Crossing the Production Barrier: Development at Scale
There comes a point in your company’s lifetime when you’ve outgrown the ability to refresh your development database from production because you have accumulated so much data over time. At some point replicating that dataset becomes much too cumbersome and inconvenient to reproduce in your development environment. Either the dataset has become too large for the development setup or the amount of time it takes to sync is no longer worth the wait. This talk discusses some of the approaches to getting around this problem.
There are at least two ways most companies work around this. First is taking a subset of production data, which ends up being a pretty difficult problem given most data is referential and may point to a never ending trail of intertwined graphs. By the time you have a valid data set to work with, you’ve pulled almost all of the production data anyway.
The other way is to harness production directly. We’ll discuss how Etsy uses MySQL proxy as a gateway to the production database. The tool is used for both security and auditing purposes, and injects additional data into each query for searchability and diagnosis at a later point in time. We have also built tooling and procedures for restoration in the event of an accidental mis-manipulation of data from development. We use Percona based tools like pt-slave-delay to establish a windowed replication that can be used as a restoration point and pt-table-sync to patch inconsistencies in shard sides.
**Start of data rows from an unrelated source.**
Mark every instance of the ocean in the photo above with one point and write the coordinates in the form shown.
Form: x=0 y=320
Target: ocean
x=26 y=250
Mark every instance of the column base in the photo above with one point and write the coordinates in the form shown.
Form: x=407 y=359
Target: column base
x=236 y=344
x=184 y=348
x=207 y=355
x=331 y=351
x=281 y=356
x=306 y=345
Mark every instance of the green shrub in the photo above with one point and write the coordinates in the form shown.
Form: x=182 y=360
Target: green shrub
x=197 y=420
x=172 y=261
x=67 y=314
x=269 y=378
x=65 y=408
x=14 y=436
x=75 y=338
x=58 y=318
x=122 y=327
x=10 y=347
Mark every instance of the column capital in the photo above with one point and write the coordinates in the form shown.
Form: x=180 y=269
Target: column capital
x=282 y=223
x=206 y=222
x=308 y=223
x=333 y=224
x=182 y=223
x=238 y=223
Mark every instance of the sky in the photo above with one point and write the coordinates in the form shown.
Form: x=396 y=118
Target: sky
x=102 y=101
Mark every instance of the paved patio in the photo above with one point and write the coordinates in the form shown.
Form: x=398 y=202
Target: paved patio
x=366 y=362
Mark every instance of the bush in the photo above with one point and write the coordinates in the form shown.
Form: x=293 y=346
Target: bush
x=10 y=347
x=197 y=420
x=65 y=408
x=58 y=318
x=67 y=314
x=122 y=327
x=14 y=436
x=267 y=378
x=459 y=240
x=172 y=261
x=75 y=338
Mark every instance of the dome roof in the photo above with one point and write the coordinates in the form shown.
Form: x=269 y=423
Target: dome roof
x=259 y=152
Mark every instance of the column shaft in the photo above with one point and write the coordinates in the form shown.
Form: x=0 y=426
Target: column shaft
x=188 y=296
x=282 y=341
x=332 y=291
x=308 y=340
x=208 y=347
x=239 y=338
Data also can be restored at an object level by using MySQL binlogs and identifying primary keys that the corrupted data corresponds to.
Development data at scale is a non-trivial problem that can creep up on you as your company becomes successful, but there are ways to get around putting your development process on hold. There are some problems that have to be developed with relevant data sets and hard to reproduce edge cases that can only be analyzed with a specific set of data, and we believe that giving some level of access to production systems in a safe way can be a great solution to the problem.